Glad to see Danny’s hard work getting some attention. My favorite comment on his concept, which, simply put, is that if we don’t change our lifestyles, we’re going to have to changes our lives — and move north — comes from this hardy Alaskan.
7 thoughts on “Polar Cities: Wussies Need Not Apply”
Yes, that comment from Fairbanks caught me attention, too. Here is a webcam of real life in Fairbanks 24/7, taken just outside the offices of the Fairbanks Daily News-Miner. Not much to see, but in terms of sunlight and darkness during summer months versus winter months, it’s interesting.
One of the possible sites for a future polar city communinty would very well be in Fairbanks, using the buildings of UAF, the state university there, dormitories and all, as part of the polar city complex in year 2500 or so.
So that Fairbanksan’s comment was pointed.
And in fact, humor aside, one of the issues worth discussing in terms of polar cities in the future is this:
who gets in, who gets left out, who guards them, who administers them, who defends them from marauders, etc.
Indeed: “who says we’re going to let you folks in” is a kind of MAD MAX meets THE ROAD on THE DAY AFTER TOMORROW worst-case scenario.
I, for one, hope it never comes to that…
Innaresting picture…makes me shiver…
Fairbanks does get cold in winter, sometimes -20 F on campus of UAF. But summers are nice. But most interesting for folks in Lower 48 with this webcam is that you can see the long darkness of the long winter nights by checking the time stamps, and also by seeing the midnight sun at 1 am in the summer months.

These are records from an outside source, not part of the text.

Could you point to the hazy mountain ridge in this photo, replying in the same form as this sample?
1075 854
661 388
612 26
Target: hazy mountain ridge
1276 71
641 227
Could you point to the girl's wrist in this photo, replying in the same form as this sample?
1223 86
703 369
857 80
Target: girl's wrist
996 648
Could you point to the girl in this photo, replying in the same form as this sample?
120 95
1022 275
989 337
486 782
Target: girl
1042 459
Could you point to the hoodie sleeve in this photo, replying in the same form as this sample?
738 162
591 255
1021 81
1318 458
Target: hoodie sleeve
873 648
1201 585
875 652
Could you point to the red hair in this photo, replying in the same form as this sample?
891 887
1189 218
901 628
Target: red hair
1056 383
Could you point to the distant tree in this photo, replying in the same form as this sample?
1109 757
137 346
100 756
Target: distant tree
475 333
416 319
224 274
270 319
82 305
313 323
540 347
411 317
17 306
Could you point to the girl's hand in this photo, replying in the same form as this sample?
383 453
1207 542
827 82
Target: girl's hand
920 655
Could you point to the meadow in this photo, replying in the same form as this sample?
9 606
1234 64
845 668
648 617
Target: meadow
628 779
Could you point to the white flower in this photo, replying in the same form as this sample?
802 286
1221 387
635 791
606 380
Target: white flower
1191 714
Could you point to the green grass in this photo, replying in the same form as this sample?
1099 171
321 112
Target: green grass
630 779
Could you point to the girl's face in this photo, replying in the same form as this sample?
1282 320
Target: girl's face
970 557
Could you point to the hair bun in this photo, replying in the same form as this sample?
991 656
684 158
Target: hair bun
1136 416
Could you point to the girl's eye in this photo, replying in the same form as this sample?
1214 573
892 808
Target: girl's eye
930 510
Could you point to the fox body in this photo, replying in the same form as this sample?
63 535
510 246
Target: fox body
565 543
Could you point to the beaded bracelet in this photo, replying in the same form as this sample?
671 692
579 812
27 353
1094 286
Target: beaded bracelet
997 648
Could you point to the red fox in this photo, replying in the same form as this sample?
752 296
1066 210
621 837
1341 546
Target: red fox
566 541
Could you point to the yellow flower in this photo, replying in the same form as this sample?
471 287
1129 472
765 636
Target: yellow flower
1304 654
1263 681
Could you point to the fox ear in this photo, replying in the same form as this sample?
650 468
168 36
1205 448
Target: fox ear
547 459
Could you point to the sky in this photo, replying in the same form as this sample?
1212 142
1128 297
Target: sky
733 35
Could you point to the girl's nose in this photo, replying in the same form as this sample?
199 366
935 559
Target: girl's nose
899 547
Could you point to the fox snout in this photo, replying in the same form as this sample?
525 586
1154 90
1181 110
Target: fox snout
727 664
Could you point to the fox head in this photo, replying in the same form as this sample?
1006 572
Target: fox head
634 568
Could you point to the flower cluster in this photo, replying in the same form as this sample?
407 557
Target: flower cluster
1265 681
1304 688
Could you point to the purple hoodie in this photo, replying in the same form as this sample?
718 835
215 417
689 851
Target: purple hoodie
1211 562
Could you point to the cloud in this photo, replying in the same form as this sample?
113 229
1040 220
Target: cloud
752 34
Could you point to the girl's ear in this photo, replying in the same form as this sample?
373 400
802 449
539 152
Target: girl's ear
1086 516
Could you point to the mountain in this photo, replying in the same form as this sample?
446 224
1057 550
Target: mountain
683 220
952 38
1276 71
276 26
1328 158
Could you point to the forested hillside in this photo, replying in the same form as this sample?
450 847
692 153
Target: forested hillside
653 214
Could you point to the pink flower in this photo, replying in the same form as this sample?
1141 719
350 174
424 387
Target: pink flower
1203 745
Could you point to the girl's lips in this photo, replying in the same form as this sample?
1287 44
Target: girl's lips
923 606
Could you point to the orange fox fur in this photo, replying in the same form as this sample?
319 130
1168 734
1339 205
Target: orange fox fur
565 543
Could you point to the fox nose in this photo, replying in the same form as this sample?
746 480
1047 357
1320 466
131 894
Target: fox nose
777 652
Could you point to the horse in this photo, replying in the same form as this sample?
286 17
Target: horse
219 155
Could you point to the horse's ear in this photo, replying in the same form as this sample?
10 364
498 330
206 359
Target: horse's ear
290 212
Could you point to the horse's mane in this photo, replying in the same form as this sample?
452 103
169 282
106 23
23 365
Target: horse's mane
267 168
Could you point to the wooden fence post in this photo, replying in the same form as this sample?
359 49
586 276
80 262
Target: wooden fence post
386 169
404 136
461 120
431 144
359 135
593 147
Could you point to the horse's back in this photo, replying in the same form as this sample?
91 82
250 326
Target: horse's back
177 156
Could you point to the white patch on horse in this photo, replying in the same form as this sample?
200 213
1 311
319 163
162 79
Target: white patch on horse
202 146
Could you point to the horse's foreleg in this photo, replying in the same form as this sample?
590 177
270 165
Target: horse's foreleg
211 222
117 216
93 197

Glad you found my comment notable. Just want to add that indeed it does get -20F on campus. It also gets -30F, -40F and -50F or more during our lovely winters. We are now entering break up and are actually at 40F. However it could be -20F in a few days as we are expecting a cold front out of Russia. It is not unusual in the winter to go from -30F to 30F in less than 12 hours. Our summers here in the interior are short but sweet and we often reach 80F to 90F. Ah, life in the land of the midnight sun. I really enjoy your blog.
Thanks, Constance, and thanks for commenting. Nice to hear from the still-often-frozen North.